A pig heart is transplanted into a human body: this might sound like a plot out of a sci-fi movie or a novel, but it is happening now.
A genetically modified pig heart was transplanted into a 57-year-old man in the US in a first. It has been more than 48 hours, the period that is medically critical for the patient, and the procedure is working just fine. This is the first such case in the world where an animal heart was transplanted into a human.
It can be a life-saving breakthrough in a world that struggles with organ donor shortages.
WHAT AND WHY?
57-year-old David Bennett Sr of Maryland, US with a terminal heart disease had exhausted all possible treatments. He was told that his body had become too weak to accept a human heart transplant. And so, Bennett decided to try the experimental procedure of getting a genetically modified pig heart transplantation.
It was either the experimental procedure for Bennett or death.
The surgery took nearly 8 hours to finish and was conducted at the University of Maryland Medical Center.
“It’s working and it looks normal. We are thrilled, but we don’t know what tomorrow will bring us. This has never been done before,” the New York Times quoted Dr Bartley Griffith, the director of the cardiac transplant program at the medical center, who performed the operation.
Dr. Bartley Griffith provides patient insights after historic first successful transplant of porcine heart into adult human. https://t.co/h2GsyFC4t2 #pigheart #xenotransplant pic.twitter.com/TLBS7kyZfM
— University of Maryland School of Medicine (@UMmedschool) January 11, 2022
Doctors are still looking out for any abnormalities and the possibility of an infection post the surgery.
HOW?
The procedure is called Xenotransplantation, which means infusing cells, organs or tissues from an animal or non-human source into a human. Scientists have been working on it for years. Already, pig heart valve transplants are being carried out. In fact, Bennett had himself received the transplant earlier.
While entire pig heart transplantation is a first, doctors had successfully transplanted a pig kidney in a human in October 2021, albeit the person was brain-dead. Before this, animal liver transplants, pig skin grafts, and more have been in use for humans, in the medical field.

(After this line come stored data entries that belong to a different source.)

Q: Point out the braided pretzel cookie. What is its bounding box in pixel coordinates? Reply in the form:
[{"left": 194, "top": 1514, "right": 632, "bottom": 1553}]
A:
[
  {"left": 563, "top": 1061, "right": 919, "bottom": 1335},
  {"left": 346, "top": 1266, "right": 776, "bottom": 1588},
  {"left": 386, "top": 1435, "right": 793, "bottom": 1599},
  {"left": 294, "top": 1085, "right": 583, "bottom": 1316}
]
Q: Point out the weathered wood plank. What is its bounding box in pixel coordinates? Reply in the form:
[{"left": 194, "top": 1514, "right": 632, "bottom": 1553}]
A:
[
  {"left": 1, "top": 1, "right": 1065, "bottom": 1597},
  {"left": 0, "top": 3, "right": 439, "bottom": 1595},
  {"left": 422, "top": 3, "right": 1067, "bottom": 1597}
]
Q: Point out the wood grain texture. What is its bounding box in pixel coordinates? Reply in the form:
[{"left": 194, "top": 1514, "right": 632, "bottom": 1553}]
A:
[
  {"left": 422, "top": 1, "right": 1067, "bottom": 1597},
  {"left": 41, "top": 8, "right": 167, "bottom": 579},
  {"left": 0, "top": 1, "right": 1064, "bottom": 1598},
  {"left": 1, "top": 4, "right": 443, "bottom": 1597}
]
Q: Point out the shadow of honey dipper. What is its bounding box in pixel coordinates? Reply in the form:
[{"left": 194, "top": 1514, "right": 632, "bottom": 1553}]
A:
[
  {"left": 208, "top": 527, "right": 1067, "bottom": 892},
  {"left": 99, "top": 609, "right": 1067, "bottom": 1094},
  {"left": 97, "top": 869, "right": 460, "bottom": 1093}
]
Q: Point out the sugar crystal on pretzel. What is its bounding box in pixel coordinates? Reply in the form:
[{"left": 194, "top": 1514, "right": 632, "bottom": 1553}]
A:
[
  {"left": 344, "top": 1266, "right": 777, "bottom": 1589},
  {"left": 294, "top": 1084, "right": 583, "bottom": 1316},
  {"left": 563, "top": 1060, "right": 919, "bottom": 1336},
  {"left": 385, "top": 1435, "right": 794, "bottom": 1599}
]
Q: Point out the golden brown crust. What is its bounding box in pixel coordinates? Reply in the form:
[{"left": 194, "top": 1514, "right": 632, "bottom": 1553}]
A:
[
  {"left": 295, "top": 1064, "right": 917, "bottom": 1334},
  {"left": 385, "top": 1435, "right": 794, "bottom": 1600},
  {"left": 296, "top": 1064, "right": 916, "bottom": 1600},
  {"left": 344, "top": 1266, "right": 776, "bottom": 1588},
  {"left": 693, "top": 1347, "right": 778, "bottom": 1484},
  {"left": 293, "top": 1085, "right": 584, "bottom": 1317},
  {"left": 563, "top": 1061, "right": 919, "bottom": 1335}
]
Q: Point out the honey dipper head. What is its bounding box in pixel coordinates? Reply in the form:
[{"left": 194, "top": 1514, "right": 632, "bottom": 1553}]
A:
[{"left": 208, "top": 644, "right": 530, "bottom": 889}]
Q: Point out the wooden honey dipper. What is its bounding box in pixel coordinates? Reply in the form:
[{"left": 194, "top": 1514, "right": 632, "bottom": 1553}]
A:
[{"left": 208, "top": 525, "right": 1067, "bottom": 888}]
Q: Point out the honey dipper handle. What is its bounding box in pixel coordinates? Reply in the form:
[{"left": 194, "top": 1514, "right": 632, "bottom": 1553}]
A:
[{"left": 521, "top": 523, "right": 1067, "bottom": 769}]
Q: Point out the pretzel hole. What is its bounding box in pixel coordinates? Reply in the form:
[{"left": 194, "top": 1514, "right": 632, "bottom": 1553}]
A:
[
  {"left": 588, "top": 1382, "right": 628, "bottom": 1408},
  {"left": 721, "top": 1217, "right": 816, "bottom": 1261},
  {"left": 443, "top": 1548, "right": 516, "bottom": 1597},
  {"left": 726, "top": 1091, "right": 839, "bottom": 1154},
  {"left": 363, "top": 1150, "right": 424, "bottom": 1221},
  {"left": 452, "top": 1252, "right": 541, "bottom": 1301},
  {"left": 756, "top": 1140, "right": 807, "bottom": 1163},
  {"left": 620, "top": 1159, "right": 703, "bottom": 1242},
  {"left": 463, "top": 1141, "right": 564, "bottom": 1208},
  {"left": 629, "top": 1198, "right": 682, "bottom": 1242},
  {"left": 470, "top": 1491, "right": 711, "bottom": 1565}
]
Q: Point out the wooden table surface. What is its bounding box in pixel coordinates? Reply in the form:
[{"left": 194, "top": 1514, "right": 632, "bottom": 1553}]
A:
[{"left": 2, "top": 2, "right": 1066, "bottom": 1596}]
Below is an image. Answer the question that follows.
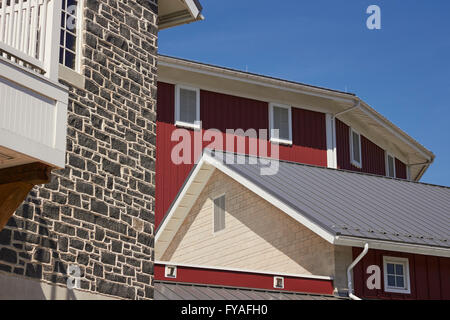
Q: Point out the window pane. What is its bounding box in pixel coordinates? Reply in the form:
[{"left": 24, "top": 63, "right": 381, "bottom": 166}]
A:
[
  {"left": 387, "top": 275, "right": 396, "bottom": 287},
  {"left": 387, "top": 263, "right": 395, "bottom": 275},
  {"left": 395, "top": 264, "right": 404, "bottom": 275},
  {"left": 179, "top": 88, "right": 197, "bottom": 124},
  {"left": 352, "top": 131, "right": 361, "bottom": 163},
  {"left": 65, "top": 32, "right": 77, "bottom": 51},
  {"left": 273, "top": 106, "right": 290, "bottom": 141},
  {"left": 65, "top": 51, "right": 76, "bottom": 69},
  {"left": 396, "top": 276, "right": 405, "bottom": 288}
]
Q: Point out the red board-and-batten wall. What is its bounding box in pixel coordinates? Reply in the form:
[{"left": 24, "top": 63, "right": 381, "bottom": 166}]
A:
[
  {"left": 352, "top": 248, "right": 450, "bottom": 300},
  {"left": 156, "top": 81, "right": 408, "bottom": 227}
]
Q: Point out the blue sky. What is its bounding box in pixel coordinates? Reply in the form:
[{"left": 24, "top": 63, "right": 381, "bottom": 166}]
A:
[{"left": 159, "top": 0, "right": 450, "bottom": 186}]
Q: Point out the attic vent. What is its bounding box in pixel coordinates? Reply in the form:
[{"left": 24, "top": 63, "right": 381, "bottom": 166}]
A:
[
  {"left": 165, "top": 265, "right": 177, "bottom": 278},
  {"left": 273, "top": 276, "right": 284, "bottom": 289},
  {"left": 213, "top": 195, "right": 226, "bottom": 233}
]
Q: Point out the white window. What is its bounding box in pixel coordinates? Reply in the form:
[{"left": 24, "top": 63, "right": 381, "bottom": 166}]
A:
[
  {"left": 349, "top": 128, "right": 362, "bottom": 168},
  {"left": 165, "top": 265, "right": 177, "bottom": 278},
  {"left": 269, "top": 103, "right": 292, "bottom": 145},
  {"left": 60, "top": 0, "right": 82, "bottom": 71},
  {"left": 213, "top": 195, "right": 225, "bottom": 233},
  {"left": 273, "top": 276, "right": 284, "bottom": 289},
  {"left": 385, "top": 152, "right": 396, "bottom": 178},
  {"left": 383, "top": 257, "right": 411, "bottom": 294},
  {"left": 175, "top": 85, "right": 200, "bottom": 129}
]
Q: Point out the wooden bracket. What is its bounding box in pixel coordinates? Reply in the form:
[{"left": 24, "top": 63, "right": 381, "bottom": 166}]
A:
[{"left": 0, "top": 163, "right": 53, "bottom": 230}]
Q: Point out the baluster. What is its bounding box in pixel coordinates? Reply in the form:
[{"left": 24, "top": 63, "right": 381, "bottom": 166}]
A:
[
  {"left": 0, "top": 0, "right": 7, "bottom": 42},
  {"left": 23, "top": 0, "right": 31, "bottom": 54},
  {"left": 29, "top": 0, "right": 38, "bottom": 58},
  {"left": 7, "top": 0, "right": 15, "bottom": 46},
  {"left": 38, "top": 0, "right": 47, "bottom": 61},
  {"left": 16, "top": 0, "right": 24, "bottom": 51}
]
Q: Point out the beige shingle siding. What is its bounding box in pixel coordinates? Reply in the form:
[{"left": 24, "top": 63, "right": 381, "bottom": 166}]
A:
[{"left": 162, "top": 170, "right": 335, "bottom": 277}]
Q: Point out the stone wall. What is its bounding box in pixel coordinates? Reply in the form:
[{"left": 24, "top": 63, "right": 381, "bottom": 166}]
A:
[{"left": 0, "top": 0, "right": 158, "bottom": 300}]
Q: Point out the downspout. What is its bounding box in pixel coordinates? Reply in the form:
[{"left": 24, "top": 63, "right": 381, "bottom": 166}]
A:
[{"left": 347, "top": 243, "right": 369, "bottom": 300}]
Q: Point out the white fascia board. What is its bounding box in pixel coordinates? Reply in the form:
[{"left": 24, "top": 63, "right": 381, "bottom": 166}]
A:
[
  {"left": 155, "top": 157, "right": 213, "bottom": 243},
  {"left": 358, "top": 103, "right": 433, "bottom": 162},
  {"left": 335, "top": 236, "right": 450, "bottom": 258},
  {"left": 158, "top": 60, "right": 355, "bottom": 105},
  {"left": 203, "top": 153, "right": 336, "bottom": 244},
  {"left": 155, "top": 261, "right": 334, "bottom": 281},
  {"left": 184, "top": 0, "right": 201, "bottom": 18}
]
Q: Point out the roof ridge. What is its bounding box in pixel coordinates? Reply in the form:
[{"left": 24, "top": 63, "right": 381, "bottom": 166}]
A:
[{"left": 159, "top": 54, "right": 357, "bottom": 97}]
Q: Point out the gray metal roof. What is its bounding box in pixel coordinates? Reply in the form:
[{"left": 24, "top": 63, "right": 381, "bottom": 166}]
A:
[
  {"left": 210, "top": 151, "right": 450, "bottom": 248},
  {"left": 154, "top": 281, "right": 343, "bottom": 300}
]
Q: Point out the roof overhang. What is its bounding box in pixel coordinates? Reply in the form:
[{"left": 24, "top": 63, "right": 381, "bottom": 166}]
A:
[
  {"left": 158, "top": 56, "right": 435, "bottom": 181},
  {"left": 156, "top": 152, "right": 450, "bottom": 260},
  {"left": 159, "top": 0, "right": 204, "bottom": 30}
]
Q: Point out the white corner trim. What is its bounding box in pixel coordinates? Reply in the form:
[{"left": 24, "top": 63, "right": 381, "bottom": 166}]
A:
[
  {"left": 326, "top": 114, "right": 337, "bottom": 169},
  {"left": 155, "top": 261, "right": 334, "bottom": 281}
]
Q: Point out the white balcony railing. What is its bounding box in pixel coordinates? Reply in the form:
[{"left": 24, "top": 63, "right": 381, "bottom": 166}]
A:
[
  {"left": 0, "top": 0, "right": 67, "bottom": 169},
  {"left": 0, "top": 0, "right": 60, "bottom": 80}
]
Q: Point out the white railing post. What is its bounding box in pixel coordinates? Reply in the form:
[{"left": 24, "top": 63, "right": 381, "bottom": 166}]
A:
[{"left": 44, "top": 0, "right": 60, "bottom": 81}]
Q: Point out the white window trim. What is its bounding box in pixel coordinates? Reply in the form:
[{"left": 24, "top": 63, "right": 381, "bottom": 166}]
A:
[
  {"left": 59, "top": 0, "right": 83, "bottom": 73},
  {"left": 175, "top": 84, "right": 201, "bottom": 130},
  {"left": 164, "top": 265, "right": 177, "bottom": 278},
  {"left": 212, "top": 193, "right": 226, "bottom": 235},
  {"left": 273, "top": 276, "right": 284, "bottom": 289},
  {"left": 349, "top": 128, "right": 362, "bottom": 168},
  {"left": 383, "top": 256, "right": 411, "bottom": 294},
  {"left": 269, "top": 103, "right": 292, "bottom": 145},
  {"left": 385, "top": 152, "right": 397, "bottom": 178}
]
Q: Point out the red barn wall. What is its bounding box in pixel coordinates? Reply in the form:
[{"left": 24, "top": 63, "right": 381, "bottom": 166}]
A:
[
  {"left": 336, "top": 119, "right": 407, "bottom": 178},
  {"left": 156, "top": 82, "right": 327, "bottom": 227},
  {"left": 352, "top": 247, "right": 450, "bottom": 300}
]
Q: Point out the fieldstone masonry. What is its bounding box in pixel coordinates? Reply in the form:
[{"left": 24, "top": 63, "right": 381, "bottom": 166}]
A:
[{"left": 0, "top": 0, "right": 158, "bottom": 300}]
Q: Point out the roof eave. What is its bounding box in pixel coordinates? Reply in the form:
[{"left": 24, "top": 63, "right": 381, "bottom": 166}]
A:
[{"left": 334, "top": 235, "right": 450, "bottom": 258}]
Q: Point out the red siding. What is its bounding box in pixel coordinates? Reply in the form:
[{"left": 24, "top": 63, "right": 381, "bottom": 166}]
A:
[
  {"left": 156, "top": 82, "right": 327, "bottom": 227},
  {"left": 352, "top": 248, "right": 450, "bottom": 300},
  {"left": 336, "top": 119, "right": 407, "bottom": 178},
  {"left": 155, "top": 264, "right": 335, "bottom": 295}
]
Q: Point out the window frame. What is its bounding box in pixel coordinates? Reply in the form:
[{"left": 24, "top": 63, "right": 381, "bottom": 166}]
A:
[
  {"left": 349, "top": 128, "right": 362, "bottom": 168},
  {"left": 59, "top": 0, "right": 83, "bottom": 73},
  {"left": 269, "top": 103, "right": 293, "bottom": 145},
  {"left": 385, "top": 152, "right": 397, "bottom": 178},
  {"left": 175, "top": 84, "right": 201, "bottom": 130},
  {"left": 383, "top": 256, "right": 411, "bottom": 294},
  {"left": 212, "top": 194, "right": 226, "bottom": 235}
]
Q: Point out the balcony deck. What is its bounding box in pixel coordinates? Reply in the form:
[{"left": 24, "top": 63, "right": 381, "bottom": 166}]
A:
[{"left": 0, "top": 0, "right": 68, "bottom": 169}]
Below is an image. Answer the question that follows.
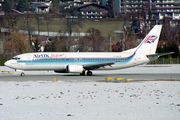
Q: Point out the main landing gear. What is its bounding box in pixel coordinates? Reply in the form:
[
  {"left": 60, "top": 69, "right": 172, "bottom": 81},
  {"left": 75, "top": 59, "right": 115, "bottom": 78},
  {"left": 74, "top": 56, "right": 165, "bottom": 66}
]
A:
[
  {"left": 87, "top": 70, "right": 92, "bottom": 76},
  {"left": 80, "top": 70, "right": 92, "bottom": 76}
]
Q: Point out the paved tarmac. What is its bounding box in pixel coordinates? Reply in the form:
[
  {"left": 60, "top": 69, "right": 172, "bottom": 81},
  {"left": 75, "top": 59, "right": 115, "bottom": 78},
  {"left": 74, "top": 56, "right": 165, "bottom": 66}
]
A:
[
  {"left": 1, "top": 73, "right": 180, "bottom": 82},
  {"left": 1, "top": 65, "right": 180, "bottom": 82}
]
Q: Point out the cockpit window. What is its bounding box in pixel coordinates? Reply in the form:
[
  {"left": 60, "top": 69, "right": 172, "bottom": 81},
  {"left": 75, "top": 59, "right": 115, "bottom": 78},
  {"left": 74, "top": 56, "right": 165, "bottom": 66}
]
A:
[{"left": 12, "top": 57, "right": 20, "bottom": 60}]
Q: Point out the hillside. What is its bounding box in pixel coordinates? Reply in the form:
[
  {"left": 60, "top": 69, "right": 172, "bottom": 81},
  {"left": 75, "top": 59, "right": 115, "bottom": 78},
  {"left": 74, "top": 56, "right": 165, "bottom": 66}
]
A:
[{"left": 17, "top": 18, "right": 124, "bottom": 38}]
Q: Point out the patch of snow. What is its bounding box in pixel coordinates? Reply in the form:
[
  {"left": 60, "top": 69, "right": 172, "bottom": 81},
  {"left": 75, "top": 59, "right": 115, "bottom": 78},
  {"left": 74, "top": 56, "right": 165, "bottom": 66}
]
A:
[{"left": 0, "top": 81, "right": 180, "bottom": 120}]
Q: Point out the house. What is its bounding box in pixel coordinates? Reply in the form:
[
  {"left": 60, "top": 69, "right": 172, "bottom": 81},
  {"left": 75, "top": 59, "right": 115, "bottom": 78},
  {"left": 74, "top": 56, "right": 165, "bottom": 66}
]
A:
[
  {"left": 39, "top": 42, "right": 47, "bottom": 52},
  {"left": 69, "top": 39, "right": 79, "bottom": 52},
  {"left": 30, "top": 1, "right": 52, "bottom": 14},
  {"left": 60, "top": 1, "right": 109, "bottom": 18},
  {"left": 76, "top": 3, "right": 109, "bottom": 18},
  {"left": 23, "top": 36, "right": 51, "bottom": 52},
  {"left": 37, "top": 36, "right": 52, "bottom": 51}
]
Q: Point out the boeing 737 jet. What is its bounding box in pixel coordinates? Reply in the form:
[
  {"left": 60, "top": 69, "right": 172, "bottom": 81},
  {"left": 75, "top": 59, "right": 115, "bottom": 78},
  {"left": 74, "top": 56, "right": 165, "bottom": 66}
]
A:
[{"left": 4, "top": 25, "right": 172, "bottom": 76}]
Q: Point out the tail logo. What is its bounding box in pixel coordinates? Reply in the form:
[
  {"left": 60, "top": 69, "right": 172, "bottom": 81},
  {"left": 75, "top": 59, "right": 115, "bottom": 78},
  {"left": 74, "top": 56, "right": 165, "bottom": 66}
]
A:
[{"left": 144, "top": 35, "right": 158, "bottom": 44}]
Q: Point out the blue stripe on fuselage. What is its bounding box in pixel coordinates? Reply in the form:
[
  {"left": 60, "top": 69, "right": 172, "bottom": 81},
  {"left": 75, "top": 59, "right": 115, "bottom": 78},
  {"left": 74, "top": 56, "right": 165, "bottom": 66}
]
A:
[{"left": 17, "top": 52, "right": 135, "bottom": 65}]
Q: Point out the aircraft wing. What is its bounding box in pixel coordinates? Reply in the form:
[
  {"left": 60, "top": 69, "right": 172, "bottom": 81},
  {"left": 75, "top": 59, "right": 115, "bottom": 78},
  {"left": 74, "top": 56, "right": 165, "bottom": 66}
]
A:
[{"left": 83, "top": 61, "right": 118, "bottom": 70}]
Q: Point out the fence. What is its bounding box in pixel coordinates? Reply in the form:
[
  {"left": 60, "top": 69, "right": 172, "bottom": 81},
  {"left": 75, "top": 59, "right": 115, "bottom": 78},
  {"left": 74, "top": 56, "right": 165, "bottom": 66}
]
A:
[{"left": 148, "top": 57, "right": 180, "bottom": 64}]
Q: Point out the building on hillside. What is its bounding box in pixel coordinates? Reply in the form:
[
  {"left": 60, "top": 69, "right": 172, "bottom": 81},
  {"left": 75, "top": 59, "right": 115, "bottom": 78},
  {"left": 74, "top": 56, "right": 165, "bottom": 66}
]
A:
[
  {"left": 76, "top": 3, "right": 109, "bottom": 18},
  {"left": 75, "top": 0, "right": 101, "bottom": 4},
  {"left": 30, "top": 0, "right": 52, "bottom": 13},
  {"left": 61, "top": 1, "right": 109, "bottom": 18},
  {"left": 114, "top": 0, "right": 121, "bottom": 15},
  {"left": 151, "top": 0, "right": 180, "bottom": 26},
  {"left": 73, "top": 0, "right": 107, "bottom": 6},
  {"left": 115, "top": 0, "right": 180, "bottom": 26}
]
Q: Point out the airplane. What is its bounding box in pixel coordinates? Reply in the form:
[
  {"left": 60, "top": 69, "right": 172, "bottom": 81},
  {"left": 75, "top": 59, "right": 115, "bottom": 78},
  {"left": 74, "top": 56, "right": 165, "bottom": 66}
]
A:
[{"left": 4, "top": 25, "right": 173, "bottom": 76}]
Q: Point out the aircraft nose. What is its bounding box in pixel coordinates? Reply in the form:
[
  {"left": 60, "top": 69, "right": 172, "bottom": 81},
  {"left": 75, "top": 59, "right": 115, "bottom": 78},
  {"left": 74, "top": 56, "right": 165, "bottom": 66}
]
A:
[{"left": 4, "top": 60, "right": 10, "bottom": 67}]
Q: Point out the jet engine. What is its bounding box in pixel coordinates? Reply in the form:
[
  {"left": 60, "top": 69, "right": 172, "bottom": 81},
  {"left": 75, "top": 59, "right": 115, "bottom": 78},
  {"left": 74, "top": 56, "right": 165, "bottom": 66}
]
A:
[{"left": 66, "top": 65, "right": 84, "bottom": 73}]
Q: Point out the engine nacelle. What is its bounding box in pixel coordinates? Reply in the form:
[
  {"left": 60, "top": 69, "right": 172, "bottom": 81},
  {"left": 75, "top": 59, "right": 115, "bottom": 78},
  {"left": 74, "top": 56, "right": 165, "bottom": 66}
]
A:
[{"left": 66, "top": 65, "right": 84, "bottom": 73}]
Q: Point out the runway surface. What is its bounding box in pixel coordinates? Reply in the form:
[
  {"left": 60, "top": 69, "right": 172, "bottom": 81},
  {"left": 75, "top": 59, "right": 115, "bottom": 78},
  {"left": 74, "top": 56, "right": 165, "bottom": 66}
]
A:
[
  {"left": 1, "top": 73, "right": 180, "bottom": 82},
  {"left": 1, "top": 64, "right": 180, "bottom": 81}
]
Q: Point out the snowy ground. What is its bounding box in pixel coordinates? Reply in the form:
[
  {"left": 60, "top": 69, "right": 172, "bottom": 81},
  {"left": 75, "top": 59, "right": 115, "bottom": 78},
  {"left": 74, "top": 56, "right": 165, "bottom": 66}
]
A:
[
  {"left": 0, "top": 81, "right": 180, "bottom": 120},
  {"left": 0, "top": 65, "right": 180, "bottom": 120}
]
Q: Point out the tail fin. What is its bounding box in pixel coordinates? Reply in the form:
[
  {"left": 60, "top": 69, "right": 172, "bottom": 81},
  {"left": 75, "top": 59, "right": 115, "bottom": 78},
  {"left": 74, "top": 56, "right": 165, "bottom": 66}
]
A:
[{"left": 136, "top": 25, "right": 162, "bottom": 54}]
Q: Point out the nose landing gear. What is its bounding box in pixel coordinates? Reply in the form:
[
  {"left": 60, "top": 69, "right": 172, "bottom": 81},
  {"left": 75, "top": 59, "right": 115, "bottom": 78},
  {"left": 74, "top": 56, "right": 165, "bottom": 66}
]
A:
[{"left": 21, "top": 72, "right": 25, "bottom": 76}]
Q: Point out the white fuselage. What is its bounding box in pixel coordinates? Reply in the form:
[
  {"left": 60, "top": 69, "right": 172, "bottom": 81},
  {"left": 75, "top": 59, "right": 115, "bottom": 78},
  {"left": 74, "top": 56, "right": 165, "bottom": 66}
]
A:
[{"left": 4, "top": 51, "right": 150, "bottom": 72}]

University of Maryland Medical Center doctors during Bennet's surgery. Photo: @UMmedschool/Twitter
Such experimental procedures have also been carried out in the past. For example, in 1963-64, chimpanzee kidneys were transplanted into 13 patients. One of the 13 patients went on to live a normal life for almost 9 months before suddenly dying.
Scientists have also experimented with pig heart transplants in baboons. One of the baboons even lived for nearly two years.
NOW, THE PROBLEM
However, mammalian bodies don’t like foreign objects inserted and the immune system fights tooth and nail in such cases. The primary obstacle for doctors in any transplant procedure, even that of human to human, is the risk of rejection by the recipient body.
That is why even in the case of the Maryland surgery, doctors had to genetically modify the pig heart to ensure the recipient’s body doesn’t reject it.
WHY PIGS?
Now, we have been told that chimpanzees are humans’ closest living animal ancestors. However, in this case, a pig’s heart was transplanted and not that of a chimpanzee.
Scientists often compare pig and human hearts for their anatomical similarities. Like the human heart, the pig heart also consists of four chambers - two atriums and two ventricles - and also consists of four valves and an aorta.
It makes the blood flow in a pig heart similar to that of the human heart.
Dr Bartley Griffith with the patient David Bennett Sr. Photo: @UMmedschool/Twitter
Pigs whose organs are used in medical procedures are grown separately using gene editing and cloning technologies so that their organs when transplanted aren’t rejected by humans.
This sounds like the storyline straight out of author Margaret Atwood’s novel Oryx and Crake. In the dystopian fictional story, humans grow pigeons or transgenic pigs bred to grow human organs for wealthy people, to battle the organ donor shortage.
Of course in the novel version, humankind comes under the attack of the pigoons – a human and pig hybrid. But in the real world, we probably won’t have to worry about a pigoon attack because scientists are not growing human brains inside pigs (we hope not, at least).
However, the procedure is expected to become a life-saver for many in the future, just like in the case of Bennett for now. It may be too soon for celebrations, but it is nonetheless a first breakthrough step.